Feature Store¶
Introduction¶
Feast (Feature Store) is a customizable operational data system that re-uses existing infrastructures to manage and serve machine learning (ML) features to models.
Feature sharing and reuse: Feature engineering is one of the most time consuming activities in building an end-to-end ML system, yet many teams continue to develop features in silos. This leads to a high amount of re-development and duplication of work across teams and projects.
Serving features at scale: Models need data from a variety of sources, including event streams, data lakes, warehouses, or notebooks. ML teams need to store and serve all these data for their models in a performant and reliable way. The challenge is to scalably produce massive datasets of features for model training, and provide access to real-time feature data at low latency and high throughput in serving.
Consistency between training and serving: The separation between data scientists and engineering teams often lead to the re-development of feature transformations when moving from training to online serving. Inconsistencies that arise due to discrepancies between training and serving implementations frequently leads to a drop in model performance in production.
Feast helps ML teams with development and operations (DevOps) experience productionize real-time models. Feast can also help these teams build towards a feature platform that improves collaboration between engineers and data scientists.
If you want to know the basic knowledges, such as simple feature repo, please refer to feast-quick-start.
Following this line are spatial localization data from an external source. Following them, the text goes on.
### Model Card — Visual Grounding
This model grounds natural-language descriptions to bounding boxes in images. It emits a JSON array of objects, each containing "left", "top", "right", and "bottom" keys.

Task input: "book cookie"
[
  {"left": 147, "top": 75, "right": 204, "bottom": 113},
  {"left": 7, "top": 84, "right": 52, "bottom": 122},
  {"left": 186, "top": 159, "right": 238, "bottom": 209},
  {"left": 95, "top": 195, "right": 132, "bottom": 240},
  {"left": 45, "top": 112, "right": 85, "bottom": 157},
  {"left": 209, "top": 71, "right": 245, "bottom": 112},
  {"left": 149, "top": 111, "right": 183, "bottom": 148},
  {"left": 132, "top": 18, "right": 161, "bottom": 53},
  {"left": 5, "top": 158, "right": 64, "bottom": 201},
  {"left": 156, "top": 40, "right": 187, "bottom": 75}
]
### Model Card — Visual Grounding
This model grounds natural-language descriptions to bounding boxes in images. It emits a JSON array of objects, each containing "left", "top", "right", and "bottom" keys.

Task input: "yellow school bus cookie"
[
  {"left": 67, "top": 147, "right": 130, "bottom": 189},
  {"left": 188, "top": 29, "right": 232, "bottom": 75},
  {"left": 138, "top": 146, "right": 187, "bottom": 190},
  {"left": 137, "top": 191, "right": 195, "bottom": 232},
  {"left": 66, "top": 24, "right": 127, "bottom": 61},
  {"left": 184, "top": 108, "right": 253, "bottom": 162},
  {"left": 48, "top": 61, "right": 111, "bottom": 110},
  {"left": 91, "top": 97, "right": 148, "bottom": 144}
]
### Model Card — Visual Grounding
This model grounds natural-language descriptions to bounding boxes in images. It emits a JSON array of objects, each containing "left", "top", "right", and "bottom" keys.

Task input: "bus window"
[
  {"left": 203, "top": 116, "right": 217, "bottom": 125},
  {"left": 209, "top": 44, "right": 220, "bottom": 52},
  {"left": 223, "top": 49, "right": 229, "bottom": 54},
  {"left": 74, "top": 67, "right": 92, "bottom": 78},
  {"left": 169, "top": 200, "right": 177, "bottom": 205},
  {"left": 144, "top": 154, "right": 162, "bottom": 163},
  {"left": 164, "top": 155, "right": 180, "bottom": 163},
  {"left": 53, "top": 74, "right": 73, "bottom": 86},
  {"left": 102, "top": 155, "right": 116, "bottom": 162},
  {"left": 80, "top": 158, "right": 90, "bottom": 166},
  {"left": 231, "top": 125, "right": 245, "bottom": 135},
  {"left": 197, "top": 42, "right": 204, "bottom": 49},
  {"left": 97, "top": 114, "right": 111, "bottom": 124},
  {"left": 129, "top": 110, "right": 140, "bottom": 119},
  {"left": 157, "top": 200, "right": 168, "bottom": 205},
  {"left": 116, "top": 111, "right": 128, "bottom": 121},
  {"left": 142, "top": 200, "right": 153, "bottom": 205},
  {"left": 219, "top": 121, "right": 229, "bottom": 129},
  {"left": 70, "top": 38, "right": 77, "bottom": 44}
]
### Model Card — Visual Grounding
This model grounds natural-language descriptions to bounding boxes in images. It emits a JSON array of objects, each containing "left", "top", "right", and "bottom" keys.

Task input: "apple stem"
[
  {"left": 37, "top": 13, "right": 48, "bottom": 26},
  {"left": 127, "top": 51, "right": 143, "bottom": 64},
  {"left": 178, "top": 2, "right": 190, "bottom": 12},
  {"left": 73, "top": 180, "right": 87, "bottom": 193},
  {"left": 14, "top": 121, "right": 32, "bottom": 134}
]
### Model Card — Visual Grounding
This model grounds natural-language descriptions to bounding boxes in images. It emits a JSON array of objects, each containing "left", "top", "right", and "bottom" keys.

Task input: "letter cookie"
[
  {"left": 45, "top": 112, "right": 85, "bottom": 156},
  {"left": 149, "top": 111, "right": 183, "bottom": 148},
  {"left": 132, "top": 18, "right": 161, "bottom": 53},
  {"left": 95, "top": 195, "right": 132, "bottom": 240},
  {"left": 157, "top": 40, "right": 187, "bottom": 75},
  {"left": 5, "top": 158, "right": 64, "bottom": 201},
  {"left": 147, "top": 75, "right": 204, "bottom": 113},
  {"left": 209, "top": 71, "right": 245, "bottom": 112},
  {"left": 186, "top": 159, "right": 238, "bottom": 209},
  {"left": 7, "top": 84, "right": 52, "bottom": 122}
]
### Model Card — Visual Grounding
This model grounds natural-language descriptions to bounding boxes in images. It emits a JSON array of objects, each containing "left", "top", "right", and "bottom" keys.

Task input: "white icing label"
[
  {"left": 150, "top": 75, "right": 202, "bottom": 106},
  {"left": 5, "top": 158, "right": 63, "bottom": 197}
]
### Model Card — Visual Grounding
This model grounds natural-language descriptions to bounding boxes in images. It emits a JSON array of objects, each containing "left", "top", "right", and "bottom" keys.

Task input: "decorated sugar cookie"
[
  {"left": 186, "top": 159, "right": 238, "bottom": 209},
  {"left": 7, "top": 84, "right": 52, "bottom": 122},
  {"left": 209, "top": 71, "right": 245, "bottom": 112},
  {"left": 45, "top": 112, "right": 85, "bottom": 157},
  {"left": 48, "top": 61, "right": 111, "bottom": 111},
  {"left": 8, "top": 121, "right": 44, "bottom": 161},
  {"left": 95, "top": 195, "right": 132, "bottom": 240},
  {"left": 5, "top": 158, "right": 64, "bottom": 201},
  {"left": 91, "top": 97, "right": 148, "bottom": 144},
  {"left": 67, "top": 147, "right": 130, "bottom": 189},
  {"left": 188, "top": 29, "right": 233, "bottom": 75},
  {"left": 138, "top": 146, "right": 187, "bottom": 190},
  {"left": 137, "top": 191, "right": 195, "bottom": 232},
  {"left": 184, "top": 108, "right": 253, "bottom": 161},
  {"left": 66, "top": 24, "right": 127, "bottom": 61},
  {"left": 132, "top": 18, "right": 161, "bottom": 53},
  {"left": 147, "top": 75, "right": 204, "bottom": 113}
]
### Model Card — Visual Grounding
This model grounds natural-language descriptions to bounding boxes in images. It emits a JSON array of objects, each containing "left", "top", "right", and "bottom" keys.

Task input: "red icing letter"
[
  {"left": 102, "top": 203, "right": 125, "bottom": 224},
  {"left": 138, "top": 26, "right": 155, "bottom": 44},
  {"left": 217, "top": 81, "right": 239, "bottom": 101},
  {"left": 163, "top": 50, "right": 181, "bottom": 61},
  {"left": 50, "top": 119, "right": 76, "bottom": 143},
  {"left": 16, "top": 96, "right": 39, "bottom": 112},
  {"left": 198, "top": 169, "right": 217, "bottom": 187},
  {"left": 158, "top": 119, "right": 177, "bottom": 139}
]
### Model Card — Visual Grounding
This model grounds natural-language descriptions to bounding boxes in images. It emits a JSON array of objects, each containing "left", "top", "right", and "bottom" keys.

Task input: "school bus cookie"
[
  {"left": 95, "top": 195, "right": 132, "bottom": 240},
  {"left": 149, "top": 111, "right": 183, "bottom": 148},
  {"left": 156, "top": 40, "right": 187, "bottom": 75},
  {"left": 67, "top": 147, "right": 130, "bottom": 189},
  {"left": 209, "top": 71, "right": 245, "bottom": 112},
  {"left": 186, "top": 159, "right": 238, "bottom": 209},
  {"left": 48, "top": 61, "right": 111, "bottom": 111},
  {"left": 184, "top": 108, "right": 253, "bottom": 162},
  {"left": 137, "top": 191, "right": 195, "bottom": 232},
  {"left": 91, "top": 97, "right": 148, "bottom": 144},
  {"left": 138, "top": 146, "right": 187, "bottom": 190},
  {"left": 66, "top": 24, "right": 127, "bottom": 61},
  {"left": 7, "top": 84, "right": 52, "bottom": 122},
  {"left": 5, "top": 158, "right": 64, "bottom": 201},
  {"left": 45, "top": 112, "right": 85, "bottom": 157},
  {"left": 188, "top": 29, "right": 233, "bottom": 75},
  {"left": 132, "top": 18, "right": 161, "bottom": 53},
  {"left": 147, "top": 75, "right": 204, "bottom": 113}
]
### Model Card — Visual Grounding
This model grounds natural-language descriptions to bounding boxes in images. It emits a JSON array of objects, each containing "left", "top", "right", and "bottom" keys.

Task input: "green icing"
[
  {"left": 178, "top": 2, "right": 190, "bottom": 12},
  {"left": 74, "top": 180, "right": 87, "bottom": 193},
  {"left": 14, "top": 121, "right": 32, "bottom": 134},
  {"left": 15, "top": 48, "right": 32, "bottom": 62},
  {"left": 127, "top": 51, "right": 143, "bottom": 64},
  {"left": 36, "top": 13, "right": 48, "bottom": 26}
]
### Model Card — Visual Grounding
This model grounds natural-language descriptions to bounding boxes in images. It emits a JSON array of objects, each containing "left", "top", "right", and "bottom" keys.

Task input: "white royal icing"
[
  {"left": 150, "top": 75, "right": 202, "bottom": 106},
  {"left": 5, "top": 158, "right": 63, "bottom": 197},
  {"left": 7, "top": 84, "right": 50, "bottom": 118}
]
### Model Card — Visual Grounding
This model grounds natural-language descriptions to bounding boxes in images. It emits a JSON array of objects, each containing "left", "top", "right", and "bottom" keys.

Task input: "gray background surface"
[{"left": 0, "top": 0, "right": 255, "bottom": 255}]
For more detailed information about Feast, please refer to Feast official website, and to understand how it works, please refer to its source code.
Get started¶
In this section, you use Feast to share features for training offline models, do online model inference for a ride-sharing driver satisfaction prediction model. You put data into S3 object (MinIO) for model training and store feature into S3 object to share for model inference later.
Grab the code examples to learn how to use feast to help development.
Here is the roadmap:
Set up a feature repo using MinIO S3 bucket for registry.
Use the offline features to train model.
Make predictions using online features by SQLite.
The following graph shows the overall workflow.
Upload data to MinIO bucket¶
If you already have the MinIO storage, you can directly skip the MinIO deployment step, and follow the next steps to upload data to MinIO. If not, we also provide a standalone MinIO deployment guide on the kubernetes clusters. You use the following YAML content and execute this command in your terminal.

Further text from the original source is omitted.